Recently a blog post on the Observability Pipeline has been doing the rounds, and its a great blog post sharing an increasingly common idea we’ve seen talked about even at our own meetup last August: JustEat’s What Does Next Gen Monitoring Look Like?.
It’s an attractive idea as monitoring starts to become standardised, and users don’t necessarily want to be locked into a specific provider that becomes a pain to migrate off later on if the bill gets too expensive or a better solution comes along. Essentially you push all your metrics, events, logs and tracing data to a common queue, and then have workers pull messages off that queue and push it into other solutions. In theory testing or migrating to another solution would be as simple as adding another consumer to the queue that pushes metrics to that solution. It could also enable you to control your bill by sending aggregated metrics/logs to hosted providers and dumping all the raw metrics or logs into cheaper solutions.
I can definitely see this working for “custom” data such as logs, custom metrics and tracing data, as the solutions that collect and analyse that data are generally designed for custom data. Traces are custom to your application architecture, custom metrics too, and logs too with open-source services generally outputing logs in a consistent format that can be relied upon.
However for infrastructure monitoring, the story becomes more complicated, and I would argue that trying to remove a solution’s agent for the benefit of being able to push metrics plug and play to different providers, will cause more issues than that value that solution provides.
Infrastructure Integrations Aren’t Standardized
The core problem is a lot of the time-savings and value of SaaS infrastructure monitoring solutions is quick time to value. You enable an integration with MySQL or Kafka, and in minutes you have a template dashboard showing you your key metrics, and potentially other features that rely on your metrics coming in with certain names and labels, and a certain query language to display them on your charts.
Every agent out there monitors 3rd party services uses different metric names and labels: Prometheus has recommended exporters for 3rd party services, but sometimes there are several, meaning you can’t rely on the same metric names and labels being collected for every service. CollectD sends different metrics, from Telegraph, which are different from Outlyer’s own agent etc.

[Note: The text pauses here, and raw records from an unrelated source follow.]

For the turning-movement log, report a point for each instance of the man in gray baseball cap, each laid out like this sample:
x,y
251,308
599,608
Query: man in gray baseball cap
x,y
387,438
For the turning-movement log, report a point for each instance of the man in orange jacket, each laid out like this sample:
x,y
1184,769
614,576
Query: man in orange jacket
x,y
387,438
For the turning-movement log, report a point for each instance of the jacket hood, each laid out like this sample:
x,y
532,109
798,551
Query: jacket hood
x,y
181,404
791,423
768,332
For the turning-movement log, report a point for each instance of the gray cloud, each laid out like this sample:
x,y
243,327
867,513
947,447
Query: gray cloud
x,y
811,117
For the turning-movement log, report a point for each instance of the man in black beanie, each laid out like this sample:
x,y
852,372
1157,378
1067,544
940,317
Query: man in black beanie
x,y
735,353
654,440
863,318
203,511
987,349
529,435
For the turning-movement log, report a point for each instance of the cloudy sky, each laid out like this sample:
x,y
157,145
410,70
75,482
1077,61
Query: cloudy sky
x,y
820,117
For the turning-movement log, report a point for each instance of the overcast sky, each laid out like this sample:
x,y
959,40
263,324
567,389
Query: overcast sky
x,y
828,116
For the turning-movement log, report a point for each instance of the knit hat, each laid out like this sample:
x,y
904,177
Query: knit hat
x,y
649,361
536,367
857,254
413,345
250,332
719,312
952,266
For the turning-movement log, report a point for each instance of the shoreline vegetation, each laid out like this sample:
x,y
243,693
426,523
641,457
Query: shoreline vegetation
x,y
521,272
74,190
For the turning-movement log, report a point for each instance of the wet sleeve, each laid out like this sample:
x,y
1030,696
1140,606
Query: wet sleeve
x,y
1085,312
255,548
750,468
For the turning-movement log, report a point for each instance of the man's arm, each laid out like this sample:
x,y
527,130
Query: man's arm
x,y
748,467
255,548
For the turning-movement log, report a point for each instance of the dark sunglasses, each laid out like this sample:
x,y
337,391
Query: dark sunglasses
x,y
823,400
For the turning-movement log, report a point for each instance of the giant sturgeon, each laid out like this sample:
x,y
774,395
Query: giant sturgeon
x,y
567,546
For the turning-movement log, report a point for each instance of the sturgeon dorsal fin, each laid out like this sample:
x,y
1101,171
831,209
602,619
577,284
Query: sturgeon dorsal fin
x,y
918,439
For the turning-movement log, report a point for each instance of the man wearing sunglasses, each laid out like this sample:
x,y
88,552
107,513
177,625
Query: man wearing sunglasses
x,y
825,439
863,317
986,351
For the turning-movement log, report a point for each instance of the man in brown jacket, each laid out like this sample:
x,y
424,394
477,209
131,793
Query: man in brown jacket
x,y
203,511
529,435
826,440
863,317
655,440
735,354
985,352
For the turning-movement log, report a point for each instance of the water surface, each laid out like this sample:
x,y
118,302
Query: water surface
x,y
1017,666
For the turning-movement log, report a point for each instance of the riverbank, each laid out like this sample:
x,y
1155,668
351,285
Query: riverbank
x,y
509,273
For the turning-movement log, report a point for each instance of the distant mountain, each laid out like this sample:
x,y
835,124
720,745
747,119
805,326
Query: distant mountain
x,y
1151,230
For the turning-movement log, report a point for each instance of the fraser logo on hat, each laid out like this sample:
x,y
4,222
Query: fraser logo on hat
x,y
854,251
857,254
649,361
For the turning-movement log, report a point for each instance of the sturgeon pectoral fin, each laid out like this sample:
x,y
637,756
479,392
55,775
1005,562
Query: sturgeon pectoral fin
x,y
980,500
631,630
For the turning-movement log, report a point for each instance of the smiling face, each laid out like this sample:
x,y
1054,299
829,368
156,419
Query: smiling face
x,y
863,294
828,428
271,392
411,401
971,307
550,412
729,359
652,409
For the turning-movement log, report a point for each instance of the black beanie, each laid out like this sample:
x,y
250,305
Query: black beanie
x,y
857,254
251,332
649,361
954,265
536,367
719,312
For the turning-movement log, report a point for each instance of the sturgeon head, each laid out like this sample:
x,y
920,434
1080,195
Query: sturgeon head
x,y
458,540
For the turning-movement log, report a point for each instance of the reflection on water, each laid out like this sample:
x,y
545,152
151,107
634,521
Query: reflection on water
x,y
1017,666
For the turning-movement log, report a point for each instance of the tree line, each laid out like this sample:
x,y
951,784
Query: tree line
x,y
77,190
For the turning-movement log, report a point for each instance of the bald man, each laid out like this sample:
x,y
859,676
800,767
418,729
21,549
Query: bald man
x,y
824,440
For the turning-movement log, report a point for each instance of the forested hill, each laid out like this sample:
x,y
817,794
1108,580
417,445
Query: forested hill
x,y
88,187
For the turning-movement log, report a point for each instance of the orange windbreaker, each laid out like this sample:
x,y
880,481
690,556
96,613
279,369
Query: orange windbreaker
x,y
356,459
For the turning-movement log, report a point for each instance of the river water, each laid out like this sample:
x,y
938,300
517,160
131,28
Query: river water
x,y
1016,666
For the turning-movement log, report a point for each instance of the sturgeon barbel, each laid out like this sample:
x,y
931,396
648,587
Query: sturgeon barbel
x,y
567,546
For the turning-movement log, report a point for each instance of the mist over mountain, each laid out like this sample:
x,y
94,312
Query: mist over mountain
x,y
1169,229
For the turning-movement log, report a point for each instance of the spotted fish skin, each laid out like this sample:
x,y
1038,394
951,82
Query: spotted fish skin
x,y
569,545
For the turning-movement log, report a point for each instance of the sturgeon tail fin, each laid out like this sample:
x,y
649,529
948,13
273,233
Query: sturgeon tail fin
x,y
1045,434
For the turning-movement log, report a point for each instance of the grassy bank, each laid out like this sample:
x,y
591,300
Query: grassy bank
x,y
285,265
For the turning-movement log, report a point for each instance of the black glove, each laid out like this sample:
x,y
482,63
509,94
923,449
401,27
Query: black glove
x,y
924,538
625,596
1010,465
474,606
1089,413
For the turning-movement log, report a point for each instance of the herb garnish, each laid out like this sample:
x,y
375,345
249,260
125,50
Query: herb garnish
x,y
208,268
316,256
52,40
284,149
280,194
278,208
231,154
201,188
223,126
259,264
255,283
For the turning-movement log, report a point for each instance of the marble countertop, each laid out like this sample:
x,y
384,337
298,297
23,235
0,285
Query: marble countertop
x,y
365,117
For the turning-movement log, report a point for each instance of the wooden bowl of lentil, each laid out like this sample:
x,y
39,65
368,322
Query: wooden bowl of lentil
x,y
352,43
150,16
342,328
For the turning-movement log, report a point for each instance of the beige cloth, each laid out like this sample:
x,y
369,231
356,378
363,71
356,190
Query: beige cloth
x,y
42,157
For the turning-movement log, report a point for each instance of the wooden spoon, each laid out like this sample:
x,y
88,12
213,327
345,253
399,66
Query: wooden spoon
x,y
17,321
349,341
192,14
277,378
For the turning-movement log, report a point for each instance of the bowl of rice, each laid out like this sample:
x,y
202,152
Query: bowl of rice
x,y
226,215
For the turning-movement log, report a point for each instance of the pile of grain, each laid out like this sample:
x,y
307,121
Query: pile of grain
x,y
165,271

Until every 3rd party service standardises their metrics the same way they generally output the same logs (perhaps by providing Prometheus endpoints that can simply be scraped by agents), you’ll find all the out-of-the-box integration templates with their dashboards and alerts won’t work, and you’ll then have to spend time building out your own custom dashboards and alerts for every solution as you migrate between them.
Combine that with an array of different query languages that each solution provides to get metrics out and chart them, you’ll find that your dashboards and all your queries will need to be completely recreated from scratch.
Also as more vendors like ourselves start applying machine learning to help users spot annomalies and issues, the problem of context is a lot easier to solve if you collect the same metrics for each integration, and not getting the same metrics would fall to more generalised approaches, which we’ve seen in the past just don’t work very well at scale.
Rolling out a new agent is the easy part. Most of the time migrating between solutions is because all the dashboards, alerts and queries need to be recreated from scratch manually. I have seen most large migrations take 6 months or more, as users generally have to manually migrate and recreate all their existing dashboards and alerts in the new solution, using its query language. This can be reduced if you use their 3rd party monitoring integrations, but to get those you will need to roll out a new agent that sends metrics the way the solution is expecting.
In addition, one monitoring solution in particular, have per host pricing that will enable you to monitor out-of-the-box integrations in that per host price, with additional metrics being charged additionally as “custom metrics”, which can grow your bills substantially.
If you start sending all your metrics with different names/labels from what they expect from their own agent, then all your metrics will be treated as “custom metrics” and your bills will shoot up substantially.
Although this is specific to that provider, other providers have followed this route as well, and the only way to avoid this bill shock would be to use their integrations and ultimately their agent.
Losting Specific Value-Add Features
Another reason this approach doesn’t work for some solutions like Outlyer, is the agent actually provides some really powerful value-add features. In our case our core value proposition is “self-service”, you deploy the agent and then delegate the monitoring setup to all your teams using our push configuration technology. Other solutions I’ve seen provide live process monitoring, which would be lost without using their agent.
Also our host view which we automatically create to allow users to explore their environment and automatically discovers all the labels and metadata about those instances to help users troubleshoot issues would break if our agent wasn’t being used.
By teating monitoring vendors as metric/event sinks, essentially hosted time-series databases, you would lose a lot of the value those solutions can provide in addition to the quick easily integration installs and templates they provide out of the box.
As I’ve said, this idea has started to get traction, and I understand the attraction of this approach to end users who want more control over their bills and trying out new solutions. But I would argue, at least for infrastructure monitoring, this approach will cause more issues than the problems its trying to solve.
Maybe use this for logs, and traces and custom metrics, but for everything else, an agent will most likely make your job a hell of a lot easier!